Resectable Pancreatic Cancer

It is widely known that surgery holds the only hope of cure for patients with pancreatic cancer. With some exceptions, resectable pancreatic cancers are limited to small tumors in the head of the pancreas. These are removed with a Whipple procedure (⁴¹), more appropriately described as a pancreaticoduodenectomy. Caution is advised when considering a resection of a tail neoplasm; even when these tumors appear localized, they are associated with a higher likelihood of peritoneal seeding compared to a head lesion. Body lesions are almost never amenable to resection.

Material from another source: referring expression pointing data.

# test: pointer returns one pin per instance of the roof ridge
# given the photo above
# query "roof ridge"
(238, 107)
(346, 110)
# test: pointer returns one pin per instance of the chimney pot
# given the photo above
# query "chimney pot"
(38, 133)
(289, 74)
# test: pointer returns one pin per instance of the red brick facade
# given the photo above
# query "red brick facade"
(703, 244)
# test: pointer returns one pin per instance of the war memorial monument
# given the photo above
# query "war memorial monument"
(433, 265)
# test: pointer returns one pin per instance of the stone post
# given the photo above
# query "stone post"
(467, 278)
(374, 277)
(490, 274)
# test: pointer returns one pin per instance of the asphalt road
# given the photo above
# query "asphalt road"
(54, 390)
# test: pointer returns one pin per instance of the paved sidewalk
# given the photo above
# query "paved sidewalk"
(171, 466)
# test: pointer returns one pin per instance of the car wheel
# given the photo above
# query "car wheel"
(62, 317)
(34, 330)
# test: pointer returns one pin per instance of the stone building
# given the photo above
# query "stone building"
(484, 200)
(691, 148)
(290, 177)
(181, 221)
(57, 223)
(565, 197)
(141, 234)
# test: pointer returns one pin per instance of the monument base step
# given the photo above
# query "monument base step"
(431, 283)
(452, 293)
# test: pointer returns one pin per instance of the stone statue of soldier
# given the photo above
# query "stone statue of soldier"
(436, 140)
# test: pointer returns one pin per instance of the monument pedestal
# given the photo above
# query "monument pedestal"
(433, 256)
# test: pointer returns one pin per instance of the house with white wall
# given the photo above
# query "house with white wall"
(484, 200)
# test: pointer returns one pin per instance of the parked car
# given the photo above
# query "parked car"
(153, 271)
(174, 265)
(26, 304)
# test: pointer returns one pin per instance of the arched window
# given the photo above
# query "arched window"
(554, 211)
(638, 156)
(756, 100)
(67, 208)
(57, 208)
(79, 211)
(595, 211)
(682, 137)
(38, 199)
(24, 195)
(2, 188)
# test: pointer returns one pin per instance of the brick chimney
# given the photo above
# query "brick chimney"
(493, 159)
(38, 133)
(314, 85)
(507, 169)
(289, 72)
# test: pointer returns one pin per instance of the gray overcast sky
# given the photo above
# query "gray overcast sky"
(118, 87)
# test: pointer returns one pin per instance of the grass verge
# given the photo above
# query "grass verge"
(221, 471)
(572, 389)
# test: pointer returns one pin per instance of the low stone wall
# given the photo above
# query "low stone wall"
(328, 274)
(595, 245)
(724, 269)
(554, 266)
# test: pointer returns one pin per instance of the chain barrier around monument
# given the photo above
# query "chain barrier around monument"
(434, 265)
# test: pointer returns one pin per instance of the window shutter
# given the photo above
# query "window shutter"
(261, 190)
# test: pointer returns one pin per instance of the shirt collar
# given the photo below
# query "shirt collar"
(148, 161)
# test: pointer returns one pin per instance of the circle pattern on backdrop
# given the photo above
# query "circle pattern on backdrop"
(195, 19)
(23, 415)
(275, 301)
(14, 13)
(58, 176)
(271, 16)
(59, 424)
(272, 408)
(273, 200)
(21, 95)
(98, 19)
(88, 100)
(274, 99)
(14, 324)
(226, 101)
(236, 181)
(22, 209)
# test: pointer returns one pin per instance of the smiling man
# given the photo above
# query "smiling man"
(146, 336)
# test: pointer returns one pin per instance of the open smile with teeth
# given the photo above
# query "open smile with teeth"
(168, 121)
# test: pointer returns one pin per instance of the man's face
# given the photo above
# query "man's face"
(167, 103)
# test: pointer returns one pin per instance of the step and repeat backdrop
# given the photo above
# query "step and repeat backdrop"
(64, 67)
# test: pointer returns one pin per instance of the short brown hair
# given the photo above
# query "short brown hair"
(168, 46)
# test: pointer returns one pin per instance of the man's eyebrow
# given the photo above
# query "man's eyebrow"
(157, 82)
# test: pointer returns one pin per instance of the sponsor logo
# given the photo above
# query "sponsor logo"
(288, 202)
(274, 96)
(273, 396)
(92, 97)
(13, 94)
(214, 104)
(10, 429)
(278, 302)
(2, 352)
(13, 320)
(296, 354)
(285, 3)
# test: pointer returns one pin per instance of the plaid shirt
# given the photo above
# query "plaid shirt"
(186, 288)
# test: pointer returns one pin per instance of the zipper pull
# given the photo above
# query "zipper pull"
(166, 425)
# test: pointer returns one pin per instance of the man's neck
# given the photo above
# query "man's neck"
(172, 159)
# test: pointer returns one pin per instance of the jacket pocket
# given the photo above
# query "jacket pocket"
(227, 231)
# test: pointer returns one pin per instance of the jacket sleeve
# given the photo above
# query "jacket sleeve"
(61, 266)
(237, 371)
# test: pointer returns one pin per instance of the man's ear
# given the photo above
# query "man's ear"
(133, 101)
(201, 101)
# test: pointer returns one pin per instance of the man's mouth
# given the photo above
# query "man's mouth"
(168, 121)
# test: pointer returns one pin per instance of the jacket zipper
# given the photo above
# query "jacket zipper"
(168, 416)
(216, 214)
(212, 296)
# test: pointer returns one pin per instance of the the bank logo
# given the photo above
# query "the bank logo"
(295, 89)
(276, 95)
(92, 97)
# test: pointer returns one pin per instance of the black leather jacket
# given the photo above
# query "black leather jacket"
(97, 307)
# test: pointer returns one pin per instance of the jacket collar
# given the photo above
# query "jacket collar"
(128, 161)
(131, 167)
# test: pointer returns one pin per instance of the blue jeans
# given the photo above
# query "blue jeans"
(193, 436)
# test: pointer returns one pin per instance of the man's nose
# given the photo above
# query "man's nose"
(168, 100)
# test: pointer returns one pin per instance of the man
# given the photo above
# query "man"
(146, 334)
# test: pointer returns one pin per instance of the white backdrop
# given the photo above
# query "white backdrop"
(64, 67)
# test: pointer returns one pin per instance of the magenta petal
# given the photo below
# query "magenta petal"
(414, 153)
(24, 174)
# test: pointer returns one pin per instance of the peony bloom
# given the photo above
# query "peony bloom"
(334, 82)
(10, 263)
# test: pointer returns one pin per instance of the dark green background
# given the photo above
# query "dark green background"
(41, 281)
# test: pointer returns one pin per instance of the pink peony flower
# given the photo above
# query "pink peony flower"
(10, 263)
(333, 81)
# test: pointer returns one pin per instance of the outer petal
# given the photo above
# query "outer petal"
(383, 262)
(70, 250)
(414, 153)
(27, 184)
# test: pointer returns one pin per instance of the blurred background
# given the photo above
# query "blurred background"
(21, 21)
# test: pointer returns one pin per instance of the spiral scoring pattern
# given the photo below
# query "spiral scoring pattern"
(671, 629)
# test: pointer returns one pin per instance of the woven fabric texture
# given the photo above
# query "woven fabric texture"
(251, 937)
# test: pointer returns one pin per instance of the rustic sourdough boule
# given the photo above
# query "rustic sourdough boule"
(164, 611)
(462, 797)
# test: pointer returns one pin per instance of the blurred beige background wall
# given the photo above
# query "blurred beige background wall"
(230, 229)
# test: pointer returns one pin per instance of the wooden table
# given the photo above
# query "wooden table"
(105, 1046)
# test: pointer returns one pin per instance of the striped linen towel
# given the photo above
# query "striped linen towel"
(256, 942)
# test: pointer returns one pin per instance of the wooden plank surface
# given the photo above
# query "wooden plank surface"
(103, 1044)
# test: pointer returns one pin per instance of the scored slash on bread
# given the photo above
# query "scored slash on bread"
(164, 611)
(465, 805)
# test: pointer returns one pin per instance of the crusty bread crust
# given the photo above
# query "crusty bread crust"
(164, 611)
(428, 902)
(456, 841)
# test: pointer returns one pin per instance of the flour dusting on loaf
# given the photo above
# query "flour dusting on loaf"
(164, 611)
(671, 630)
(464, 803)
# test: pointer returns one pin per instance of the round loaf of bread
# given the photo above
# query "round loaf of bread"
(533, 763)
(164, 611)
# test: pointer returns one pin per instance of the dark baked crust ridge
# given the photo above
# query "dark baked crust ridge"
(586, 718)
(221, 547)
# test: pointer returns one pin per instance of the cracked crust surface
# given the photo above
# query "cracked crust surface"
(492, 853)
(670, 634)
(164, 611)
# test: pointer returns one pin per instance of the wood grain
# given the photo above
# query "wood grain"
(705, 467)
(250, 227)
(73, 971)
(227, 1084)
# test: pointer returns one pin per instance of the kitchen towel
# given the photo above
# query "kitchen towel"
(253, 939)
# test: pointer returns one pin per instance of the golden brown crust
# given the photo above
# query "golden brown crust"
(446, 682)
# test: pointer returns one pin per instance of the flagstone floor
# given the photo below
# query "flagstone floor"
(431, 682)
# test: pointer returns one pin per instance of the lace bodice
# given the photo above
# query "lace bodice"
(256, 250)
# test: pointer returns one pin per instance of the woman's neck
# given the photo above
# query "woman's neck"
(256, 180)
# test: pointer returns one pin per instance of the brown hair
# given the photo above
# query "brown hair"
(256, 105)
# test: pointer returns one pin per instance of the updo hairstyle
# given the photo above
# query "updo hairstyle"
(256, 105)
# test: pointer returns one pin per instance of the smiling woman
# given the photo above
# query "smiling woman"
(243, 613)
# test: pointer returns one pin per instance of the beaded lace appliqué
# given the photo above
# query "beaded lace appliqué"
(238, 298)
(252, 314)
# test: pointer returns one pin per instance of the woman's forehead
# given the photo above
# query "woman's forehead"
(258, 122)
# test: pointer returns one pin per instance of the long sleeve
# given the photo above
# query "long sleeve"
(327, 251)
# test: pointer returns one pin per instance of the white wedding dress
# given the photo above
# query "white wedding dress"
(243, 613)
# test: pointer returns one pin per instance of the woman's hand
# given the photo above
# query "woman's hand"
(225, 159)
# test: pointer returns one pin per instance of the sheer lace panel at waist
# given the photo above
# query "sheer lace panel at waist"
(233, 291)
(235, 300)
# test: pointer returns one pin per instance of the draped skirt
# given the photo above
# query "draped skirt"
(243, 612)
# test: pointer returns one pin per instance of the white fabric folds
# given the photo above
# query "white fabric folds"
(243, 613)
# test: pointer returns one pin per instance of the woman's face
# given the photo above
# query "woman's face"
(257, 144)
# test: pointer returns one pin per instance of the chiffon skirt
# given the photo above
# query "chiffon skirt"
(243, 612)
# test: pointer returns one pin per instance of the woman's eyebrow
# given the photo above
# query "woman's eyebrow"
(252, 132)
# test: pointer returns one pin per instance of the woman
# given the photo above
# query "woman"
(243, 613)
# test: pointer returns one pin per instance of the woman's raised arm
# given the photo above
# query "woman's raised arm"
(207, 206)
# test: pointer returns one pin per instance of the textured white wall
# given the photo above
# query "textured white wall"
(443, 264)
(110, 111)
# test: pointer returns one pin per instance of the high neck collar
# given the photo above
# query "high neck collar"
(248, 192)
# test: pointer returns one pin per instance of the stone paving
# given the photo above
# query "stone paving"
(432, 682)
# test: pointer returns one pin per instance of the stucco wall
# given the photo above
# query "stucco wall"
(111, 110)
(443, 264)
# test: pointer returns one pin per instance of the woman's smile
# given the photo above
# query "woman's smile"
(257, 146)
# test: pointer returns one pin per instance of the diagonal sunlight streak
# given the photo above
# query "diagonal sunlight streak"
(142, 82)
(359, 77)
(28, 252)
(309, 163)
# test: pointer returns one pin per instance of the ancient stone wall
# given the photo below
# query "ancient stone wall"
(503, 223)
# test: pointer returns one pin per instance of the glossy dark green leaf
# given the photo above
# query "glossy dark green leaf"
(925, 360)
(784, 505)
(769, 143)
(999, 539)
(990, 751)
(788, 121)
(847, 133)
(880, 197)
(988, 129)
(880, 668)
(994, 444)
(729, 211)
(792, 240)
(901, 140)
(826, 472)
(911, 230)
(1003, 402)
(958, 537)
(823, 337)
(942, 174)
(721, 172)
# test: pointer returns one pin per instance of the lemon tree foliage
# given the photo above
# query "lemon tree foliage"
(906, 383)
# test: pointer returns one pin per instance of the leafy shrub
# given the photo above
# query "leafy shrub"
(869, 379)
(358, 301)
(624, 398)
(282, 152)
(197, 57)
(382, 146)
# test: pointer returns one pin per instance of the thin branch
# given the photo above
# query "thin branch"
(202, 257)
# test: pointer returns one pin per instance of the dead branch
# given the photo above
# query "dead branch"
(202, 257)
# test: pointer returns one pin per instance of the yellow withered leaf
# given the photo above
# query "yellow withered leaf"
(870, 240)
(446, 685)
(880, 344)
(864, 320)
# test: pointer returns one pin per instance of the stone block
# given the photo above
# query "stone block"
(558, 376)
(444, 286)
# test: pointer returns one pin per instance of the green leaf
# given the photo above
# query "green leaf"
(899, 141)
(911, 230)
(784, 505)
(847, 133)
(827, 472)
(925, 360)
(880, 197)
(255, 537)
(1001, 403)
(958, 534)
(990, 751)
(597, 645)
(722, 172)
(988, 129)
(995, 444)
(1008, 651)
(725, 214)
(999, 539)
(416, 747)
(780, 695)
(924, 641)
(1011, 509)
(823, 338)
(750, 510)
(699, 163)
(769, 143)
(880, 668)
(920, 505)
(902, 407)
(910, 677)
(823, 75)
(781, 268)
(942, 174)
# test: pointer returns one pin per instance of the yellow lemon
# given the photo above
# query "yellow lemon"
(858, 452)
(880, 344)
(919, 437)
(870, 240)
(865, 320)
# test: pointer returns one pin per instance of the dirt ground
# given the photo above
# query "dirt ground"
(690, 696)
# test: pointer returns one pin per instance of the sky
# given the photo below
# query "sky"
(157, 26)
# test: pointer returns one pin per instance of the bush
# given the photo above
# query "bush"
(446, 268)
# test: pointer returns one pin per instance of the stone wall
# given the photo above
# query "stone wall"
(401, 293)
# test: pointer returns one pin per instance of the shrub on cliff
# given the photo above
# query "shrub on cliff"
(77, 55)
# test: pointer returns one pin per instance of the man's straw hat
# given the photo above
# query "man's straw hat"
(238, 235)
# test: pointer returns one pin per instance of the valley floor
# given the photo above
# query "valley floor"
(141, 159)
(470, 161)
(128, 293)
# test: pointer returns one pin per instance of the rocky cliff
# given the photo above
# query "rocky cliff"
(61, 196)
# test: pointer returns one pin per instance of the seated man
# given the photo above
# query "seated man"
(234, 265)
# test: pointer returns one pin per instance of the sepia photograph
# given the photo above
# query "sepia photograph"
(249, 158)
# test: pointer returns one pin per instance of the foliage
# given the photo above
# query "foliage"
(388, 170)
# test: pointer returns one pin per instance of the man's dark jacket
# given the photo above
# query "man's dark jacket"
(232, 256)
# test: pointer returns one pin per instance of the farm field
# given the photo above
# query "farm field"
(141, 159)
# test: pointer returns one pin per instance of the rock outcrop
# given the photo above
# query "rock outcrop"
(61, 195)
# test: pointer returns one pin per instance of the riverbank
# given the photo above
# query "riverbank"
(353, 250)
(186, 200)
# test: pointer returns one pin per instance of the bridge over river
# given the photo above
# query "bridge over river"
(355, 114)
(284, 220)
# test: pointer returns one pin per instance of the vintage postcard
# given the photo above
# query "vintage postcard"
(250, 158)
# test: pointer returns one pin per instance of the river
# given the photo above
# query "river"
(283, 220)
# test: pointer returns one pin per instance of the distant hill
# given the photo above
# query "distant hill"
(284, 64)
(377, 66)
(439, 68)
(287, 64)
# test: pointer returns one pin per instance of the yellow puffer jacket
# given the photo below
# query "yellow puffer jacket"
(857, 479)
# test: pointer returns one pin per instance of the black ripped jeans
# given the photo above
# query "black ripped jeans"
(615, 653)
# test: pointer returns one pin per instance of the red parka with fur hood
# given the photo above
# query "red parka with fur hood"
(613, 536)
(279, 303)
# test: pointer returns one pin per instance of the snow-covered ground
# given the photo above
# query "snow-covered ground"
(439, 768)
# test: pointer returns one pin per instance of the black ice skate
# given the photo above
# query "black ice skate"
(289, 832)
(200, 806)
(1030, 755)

Unfortunately, there are potential drawbacks associated with up-front surgery:

1. 
   

   Surgical morbidity and mortality are inversely correlated to experience with the procedure. Several studies have confirmed significant differences in the risk of major perioperative complications and death between hospitals that perform the operation frequently and those that do not (^42,43). Moreover, long-term survival after pancreaticoduodenectomy is improved when performed at a high-volume center (⁴⁴). This is likely attributable to a combination of decreased operative mortality and superior patient selection.

   
   
2. 
   

   Positive surgical margins are associated with a very poor prognosis (see Table 21-4). Surgical margins after pancreaticoduodenectomy can be either microscopically positive (R1 resection) or grossly positive (R2). Median survivals with a positive surgical margin usually range between 6 and 12 months, similar to, if not worse than, the survival of patients with locally advanced disease (^45,46). Many patients undergo laparotomy without adequate preoperative assessment. Some will be found to have unresectable tumors intraoperatively or be left with a grossly positive surgical margin when it might have been possible to predict this prior to surgery. Patients may therefore have a delay in chemoradiation or systemic therapy while the patient recovers. With the exception of patients who present with gastric outlet obstruction or biliary obstruction not amenable to endoscopic or percutaneous stenting, we discourage surgical intervention without high-quality radiographic evidence of resectability. If the surgeon has failed to perform a complete resection, surgery may even be deleterious and compromise the patient’s survival.

   
   
3. 
   

   A substantial proportion of patients do not recover sufficiently to receive postoperative adjuvant therapy. Pancreaticoduodenectomy is a major surgical procedure with removal of portions of the stomach, duodenum, pancreas, and bile duct requiring extensive reconstruction of the upper alimentary canal. Pancreatic anastomotic leaks and delayed gastric emptying are common complications. Retrospective analyses and prospective clinical trials of adjuvant therapy demonstrated that a significant percentage of people do not adequately recover to receive postoperative therapy. For example, Johns Hopkins University demonstrated that of 870 patients who underwent resection for pancreatic cancer with curative intent between 1993 and 2005, only 53% received adjuvant therapy (⁴⁷). Furthermore, analyses of Medicare-eligible patients suggested that among patients 65 years of age or older, fewer than half receive adjuvant therapy (⁴⁸). It is reasonable to assume that a substantial proportion of elderly patients have sufficient difficulty recovering from surgery and this has an impact on adjuvant therapy.

   
   
4. 
   

   Surgically resected patients remain at risk for local failure and metastatic disease. Approximately 80% of resected patients will ultimately relapse and die of disease recurrence. The high risk of relapse stems from an inability to prevent locoregional failure and to eradicate microscopic metastatic disease. Factors predisposing to local recurrence have not been fully elucidated, but recent evidence implicated perineural invasion as an important mediating process. Invasion of nerve sheaths may occur as a pervasive superficial infiltration that cannot be appreciated intraoperatively, even by the most experienced surgeons.